Figure 5 shows the average raw and second derivative transformed spectra for the local-naïve and pre-symptomatic leaves from the September collection time, which removes location as a confounding factor. When looking at the second derivative spectra, the spectral intensities between the two symptom types do not appear to differ from one another. The variable selection techniques reduced the total number of bands from 74 to 20 for VarImp, 25 for the VSURF interpretation step, and eight for the VSURF prediction step (Supplementary Table 3). The sPLS-DA analysis selected important variables for four components and shared many of the same bands as the variable selection techniques (Supplementary Table 4). Five bands were shared among all analyses (2,220, 2,400, 2,346, 1,750, and 1,424), and the ANOVA showed that the average transformed reflectance intensities of these bands were significantly different based on symptom type (p « 0.001).

FIGURE 5

Figure 5. Average raw and second derivative transformed spectral signatures of pre-symptomatic samples from only the Kiwanis site and local-naïve samples in September.

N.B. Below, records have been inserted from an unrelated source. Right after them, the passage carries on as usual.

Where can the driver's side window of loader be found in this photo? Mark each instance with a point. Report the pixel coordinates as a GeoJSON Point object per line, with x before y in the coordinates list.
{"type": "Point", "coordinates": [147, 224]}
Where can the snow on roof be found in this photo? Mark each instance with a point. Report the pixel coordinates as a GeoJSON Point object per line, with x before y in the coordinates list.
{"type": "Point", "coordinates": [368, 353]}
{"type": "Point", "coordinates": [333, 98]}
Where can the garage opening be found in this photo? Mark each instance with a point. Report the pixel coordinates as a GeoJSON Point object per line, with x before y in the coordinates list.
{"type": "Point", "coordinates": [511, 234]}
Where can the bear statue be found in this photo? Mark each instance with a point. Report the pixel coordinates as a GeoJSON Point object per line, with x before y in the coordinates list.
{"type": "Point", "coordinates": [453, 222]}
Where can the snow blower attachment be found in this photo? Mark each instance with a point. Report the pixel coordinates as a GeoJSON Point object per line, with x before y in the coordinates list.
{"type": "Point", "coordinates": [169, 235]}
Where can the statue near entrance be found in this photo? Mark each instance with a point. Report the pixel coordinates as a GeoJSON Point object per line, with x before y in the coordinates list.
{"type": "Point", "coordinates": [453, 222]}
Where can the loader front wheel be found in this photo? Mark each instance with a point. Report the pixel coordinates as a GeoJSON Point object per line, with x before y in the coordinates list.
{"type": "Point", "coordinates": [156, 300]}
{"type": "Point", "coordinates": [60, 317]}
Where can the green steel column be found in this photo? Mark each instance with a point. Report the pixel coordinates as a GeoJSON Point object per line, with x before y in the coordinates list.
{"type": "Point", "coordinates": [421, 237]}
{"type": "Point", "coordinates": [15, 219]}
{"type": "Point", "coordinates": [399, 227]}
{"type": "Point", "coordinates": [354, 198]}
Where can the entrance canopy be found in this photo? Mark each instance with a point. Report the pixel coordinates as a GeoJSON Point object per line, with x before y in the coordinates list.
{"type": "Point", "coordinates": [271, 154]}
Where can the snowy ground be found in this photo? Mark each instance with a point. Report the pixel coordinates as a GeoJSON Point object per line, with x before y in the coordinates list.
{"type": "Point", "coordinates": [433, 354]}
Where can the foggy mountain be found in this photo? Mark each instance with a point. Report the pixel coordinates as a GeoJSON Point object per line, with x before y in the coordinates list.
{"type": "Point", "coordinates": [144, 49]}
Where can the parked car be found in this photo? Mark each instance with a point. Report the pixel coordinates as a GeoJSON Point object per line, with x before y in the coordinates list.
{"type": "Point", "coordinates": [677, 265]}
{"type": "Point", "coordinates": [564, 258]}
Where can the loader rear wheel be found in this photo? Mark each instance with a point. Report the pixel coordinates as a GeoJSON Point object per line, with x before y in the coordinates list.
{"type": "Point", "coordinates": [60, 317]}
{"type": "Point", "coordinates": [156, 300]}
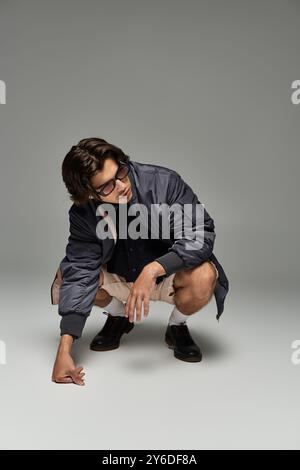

All SVM analyses had a testing accuracy greater than 70% and a 10-fold cross-validated accuracy greater than 75% (Table 5). The model using all spectral bands had the highest testing accuracy (95.9%) while the resampled dataset had the highest 10-fold cross validated accuracy (96.6%). The random forest testing and 10-fold cross-validated accuracies were slightly higher than the SVM analyses (Table 6). The VSURF prediction step and interpretation steps had the greatest testing (79.6%) and 10-fold cross-validated (87.8%) accuracies for the random forest models, respectively. ROC curves evaluating the accuracy of the testing sets for all SVM and random forest models can be seen in Figure 6. For both SVM and random forest, the models were better at accurately classifying the spectra from local-naïve trees. Finally, the sPLS-DA analysis showed similar results as it was able to accurately classify 93.9% of the spectra in the testing set (Table 7).

TABLE 5

Table 5. Accuracies of the four distinct support vector machine (SVM) models used to classify leaf near-infrared (NIR) spectra based on tree symptom type for the September dataset.

TABLE 6

Table 6. Accuracies of the three distinct random forest models used to classify leaf near-infrared (NIR) spectra based on tree symptom type for the September dataset.

FIGURE 6

Figure 6. Receiver operating characteristic (ROC) curves derived from the testing of the support vector machine (SVM) (left) and random forest (right), showing the classification accuracy of spectra from pre-symptomatic samples from only the Kiwanis site and local-naïve samples for the September dataset. The diagonal line represents perfect chance predictions.

TABLE 7

Table 7. Accuracy of the sparse partial least squares discriminant analysis (sPLS-DA) used to classify near-infrared (NIR) spectra based on tree symptom type for the September dataset.

qPCR results

The efficiency of the qPCR analysis when using the 10-fold dilution series of LCM DNA was 93.4% and the standard curve resulted in an R² value of 0.997 and a slope of –3.492 (Supplementary Figure 1). The qPCR detected LCM DNA in all 16 crinkled samples, 30 of the 32 banded samples, and 42 of the 46 pre-symptomatic samples while LCM DNA was only detected in four of the 20 distal-naïve samples and two of the ten local-naïve samples. The crinkled samples had the greatest average DNA concentration (39.2 ± 9.8 ng/μl; average C_q = 14.25 ± 0.34) while the distal-naïve samples had the lowest (1.66e-06 ± 9.79e-07 ng/μl; average C_q = 36.65 ± 0.64) (Figure 7A). There was a significant difference in the LCM DNA concentration based on symptom type (p « 0.001), but only the crinkled DNA concentration differed significantly from the other sample types based on the post-hoc test. There was also a slightly significant difference in DNA concentration (p = 0.0646) between the local-naïve samples (4.37e-06 ± 3.02e-06 ng/μl; average C_q = 35.32 ± 0.34) and the pre-symptomatic samples (0.008 ± 0.003 ng/ml; average C_q = 26.99 ± 0.59) from the Kiwanis site (Figure 8A).

FIGURE 7

Figure 7. (A) DNA concentration and (B) count per symptom type of Litylenchus crenatae mccannii (LCM). Error bars represent the standard error. Actual DNA concentration and nematode counts are listed above the bars and significant differences (p < 0.05) between symptom types are represented by different letters.

FIGURE 8

Figure 8. (A) DNA concentration and (B) count of Litylenchus crenatae mccannii (LCM) in local-naïve samples and pre-symptomatic samples from only the Kiwanis site. Actual concentration and nematode counts are listed above the bars and significant differences (p < 0.05) between symptom types are represented by different letters.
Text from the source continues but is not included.